Puisne Justice of the Supreme Court of Canada
- In office May 5, 1959 – October 31, 1984
- Nominated by: John Diefenbaker
- Preceded by: Ivan Rand
- Succeeded by: Gérard La Forest

Personal details
- Born: June 19, 1910 Halifax, Nova Scotia
- Died: June 5, 1988 (aged 77) Ottawa, Ontario
- Alma mater: University of King's College, Halifax Pembroke College, Oxford
- Profession: Lawyer

Military service
- Allegiance: Canadian Army
- Branch/service: Royal Canadian Artillery
- Rank: Captain

= Roland Ritchie =

Supreme Court of Canada judge (1910–1988)

Roland Almon Ritchie, (June 19, 1910 - June 5, 1988) was a Canadian lawyer and puisne justice of the Supreme Court of Canada.

==Early life and family==
Born in Halifax, Nova Scotia, the son of William Bruce Almon Ritchie and Lillian Stewart, Ritchie was a scion of prominent families — the Almons, Ritchies, and Stewarts were all major families in Nova Scotia. Ritchie's great-uncle, Sir William Johnstone Ritchie, had also been on the Supreme Court, serving as a puisne justice and then as the second Chief Justice of Canada.
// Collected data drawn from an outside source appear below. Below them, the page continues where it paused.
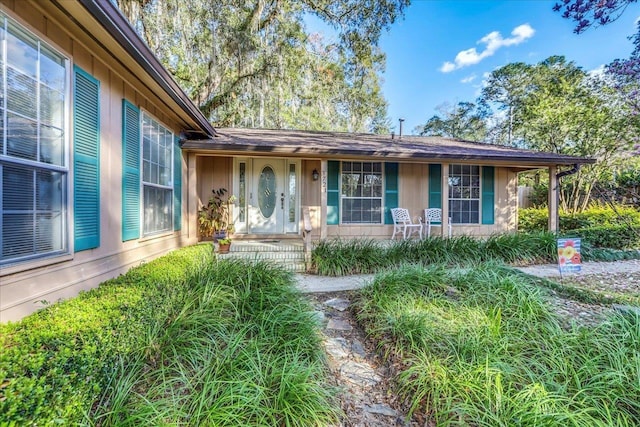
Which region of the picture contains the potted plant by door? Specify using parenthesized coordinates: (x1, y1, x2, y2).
(198, 188, 236, 241)
(217, 237, 232, 254)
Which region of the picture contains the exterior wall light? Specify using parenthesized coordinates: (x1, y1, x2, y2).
(312, 169, 319, 181)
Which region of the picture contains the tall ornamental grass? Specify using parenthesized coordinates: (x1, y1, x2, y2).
(1, 246, 338, 426)
(312, 233, 557, 276)
(354, 264, 640, 426)
(91, 259, 338, 426)
(312, 233, 640, 276)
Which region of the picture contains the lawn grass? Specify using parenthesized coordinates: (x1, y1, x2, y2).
(353, 264, 640, 425)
His brother, Charles Ritchie was an important Canadian diplomat and diarist.

==Education==
Ritchie received a Bachelor of Arts degree from the University of King's College, Halifax, in 1930. He then received a Rhodes scholarship and read law at Pembroke College, Oxford University, receiving an additional Bachelor of Arts degree, in law, in 1932.

==Military career==
Ritchie was called to the Nova Scotia Bar in 1934, but his law practice was interrupted by World War II. He joined the Royal Canadian Artillery, and eventually served as Assistant Deputy Judge Advocate with the Third Canadian Division from 1941 to 1944.

==Legal career==
After the war he helped found the law firm, Daley, Phinney & Ritchie. He was a lecturer on insurance law at Dalhousie University, and acted as counsel to the royal commission on the terms of Newfoundland's union with Canada in 1949.
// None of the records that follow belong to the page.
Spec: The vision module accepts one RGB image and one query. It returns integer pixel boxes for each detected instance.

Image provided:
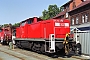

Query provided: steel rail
[0,50,24,60]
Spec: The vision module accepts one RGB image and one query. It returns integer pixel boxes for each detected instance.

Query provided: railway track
[0,50,24,60]
[0,45,40,60]
[0,45,90,60]
[12,47,90,60]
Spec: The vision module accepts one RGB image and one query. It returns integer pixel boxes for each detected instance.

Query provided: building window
[72,18,74,25]
[66,12,68,18]
[76,17,78,24]
[73,1,76,9]
[83,0,86,1]
[66,5,69,9]
[82,15,85,23]
[85,14,88,22]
==Supreme Court of Canada==
In 1959, without any previous judicial experience, Ritchie was appointed by the Diefenbaker government to replace Ivan Rand on the Supreme Court of Canada.

Ritchie's judgements were typically conservative, which often put him on side with Ronald Martland and Wilfred Judson. He is best known for a pair of conflicting decisions concerning the Canadian Bill of Rights: R. v. Drybones and Attorney General of Canada v. Lavell. In Drybones, Ritchie wrote the majority decision for the Court, holding that a provision of the Indian Act was inoperative because it conflicted with the Canadian Bill of Rights. However, in Lavell, Ritchie wrote the majority decision holding that a federal statute such as the Indian Act could not be held inoperative because of the Bill of Rights.

One of his most significant dissents, co-authored with Justice Martland, was in the Patriation Reference, where they argued that as a matter of constitutional law, the federal Parliament did not have the authority to unilaterally request that the British Parliament enact the proposed patriation constitutional amendments. Although in dissent on the legal issue, Martland and Ritchie were in the majority on the second issue in the Reference, the existence of a constitutional convention which required a significant degree of provincial support for major constitutional amendments.

==Later life==
He served on the Court until his retirement in 1984. He retired due to poor health at age 74, a year before the mandatory retirement age of 75. In 1985 he was made a Companion of the Order of Canada. From 1974 to 1988, he was the Chancellor of the University of King's College.